Given a bounded self-adjoint operator $T$ on a Hilbert space $H$, the Jordan decomposition asserts that there exists a unique pair of bounded positive operators $(T_+,T_-)$ such that $$ T = T_+ - T_-, \quad \text{and}\quad T_+T_-=0. $$ For that reason $T_+$ and $T_-$ are often called the positive and negative part of $T$, respectlvely. In particular $T\leq T_+$.

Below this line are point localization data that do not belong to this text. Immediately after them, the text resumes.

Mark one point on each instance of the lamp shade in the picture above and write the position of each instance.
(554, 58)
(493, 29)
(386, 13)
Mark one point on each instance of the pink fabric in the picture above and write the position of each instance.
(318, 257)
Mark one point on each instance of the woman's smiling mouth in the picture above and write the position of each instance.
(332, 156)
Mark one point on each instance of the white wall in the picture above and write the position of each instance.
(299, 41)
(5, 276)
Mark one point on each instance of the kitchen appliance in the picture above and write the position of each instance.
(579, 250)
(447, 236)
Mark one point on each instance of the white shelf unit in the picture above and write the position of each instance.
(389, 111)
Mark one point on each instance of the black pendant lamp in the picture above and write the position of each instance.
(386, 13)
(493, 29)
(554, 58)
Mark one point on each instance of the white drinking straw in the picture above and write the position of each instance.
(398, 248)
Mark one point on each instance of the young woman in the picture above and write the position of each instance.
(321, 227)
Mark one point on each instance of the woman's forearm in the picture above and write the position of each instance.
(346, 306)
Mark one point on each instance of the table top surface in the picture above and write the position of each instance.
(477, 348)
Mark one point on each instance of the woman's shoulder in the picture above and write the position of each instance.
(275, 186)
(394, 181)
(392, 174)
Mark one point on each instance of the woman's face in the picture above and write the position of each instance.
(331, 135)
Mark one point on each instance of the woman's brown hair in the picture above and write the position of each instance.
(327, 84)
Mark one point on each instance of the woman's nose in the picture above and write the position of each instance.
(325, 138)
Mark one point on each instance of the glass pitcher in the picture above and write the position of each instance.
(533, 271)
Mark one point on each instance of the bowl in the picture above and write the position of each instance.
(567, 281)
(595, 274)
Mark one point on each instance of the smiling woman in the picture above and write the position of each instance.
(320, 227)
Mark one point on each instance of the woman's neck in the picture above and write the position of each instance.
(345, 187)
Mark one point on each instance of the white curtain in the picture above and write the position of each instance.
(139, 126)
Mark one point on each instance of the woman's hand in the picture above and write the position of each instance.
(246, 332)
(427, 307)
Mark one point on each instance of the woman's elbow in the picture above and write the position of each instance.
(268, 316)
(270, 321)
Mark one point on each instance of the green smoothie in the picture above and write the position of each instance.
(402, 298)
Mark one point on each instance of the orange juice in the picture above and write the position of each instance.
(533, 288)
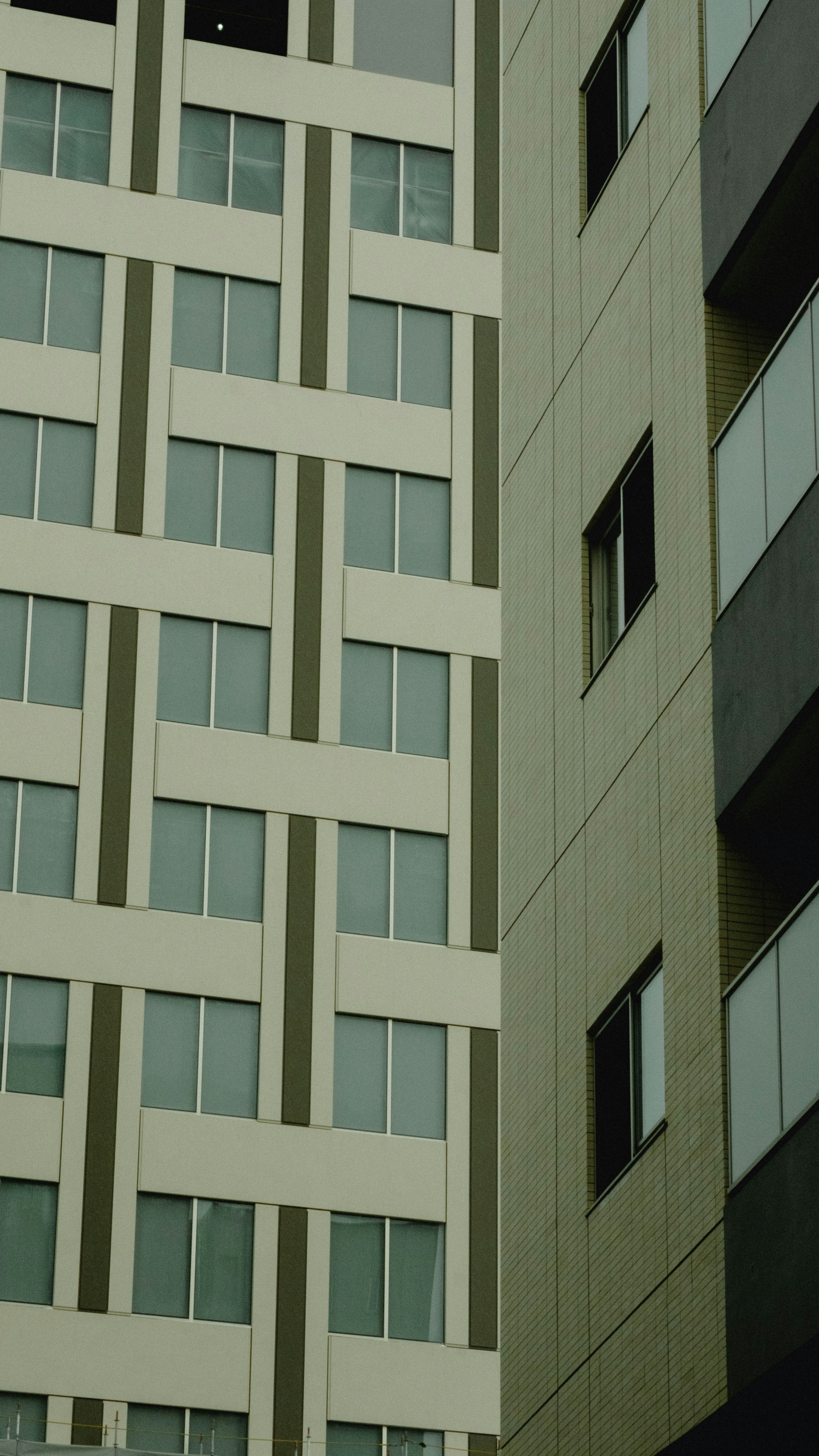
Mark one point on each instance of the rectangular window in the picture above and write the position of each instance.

Question. Is $T_+$ the smallest positive operator bigger than $T$? In other words, if $S$ is a bounded positive operator on $H$, such that $T\leq S$, does it follow that $T_+\leq S$.
EDIT: The following is true in the case that $T_+$ is invertible.
We have that $T_+-T_-\leq S$. Note that since $T_-T_+=T_+T_-=0$, we have that $T_-p(T_+)=p(T_+)T_-=0$ for any polynomial $p(z)$ with constant term $0$. Now since $T_+$ is invertible, $0\not\in\sigma(T_+)$, so the spectrum of $T_+$ is a closed set contained in an interval $[\varepsilon, M]$, where $0<\varepsilon<M<\infty$. The functions $f_n(t)=t^{1/n}$ defined on $\sigma(T_+)$ are continuous and each one can be uniformly approximated by polynomials with constant term $0$, so we have that $f_n(T_+)T_-=T_-f_n(T_+)=0$ for all $n$. But note that since $f_n\to1$ uniformly on $\sigma(T_+)$ we have that $f_n(T_+)\to\text{id}_H$ in norm. This actually proves that $T_-=0$, and the result follows trivially.
In the case that $T_+$ is not invertible, we cannot say anything: As OP commented, consider for example $T=\pmatrix{1&0\\0&-1}$, then $T_+=\pmatrix{1&0\\0&0}$. Consider the matrix $S=\pmatrix{9&-6\\-6&4}$, then we have that $$S=\pmatrix{3&-2\\0&0}^*\cdot\pmatrix{3&-2\\0&0}\geq0$$ and we have that $$S-T=\pmatrix{8&-6\\-6&5}\geq0$$ since the eigenvalues of $S-T$ are $\frac{13\pm 3\sqrt{17}}{2}$. On the other hand, we have that
$$S-T_+=\pmatrix{8&-6\\-6&4}$$ and the eigenvalues of $S-T_+$ are $6\pm 2\sqrt{10}$, one of which is negative.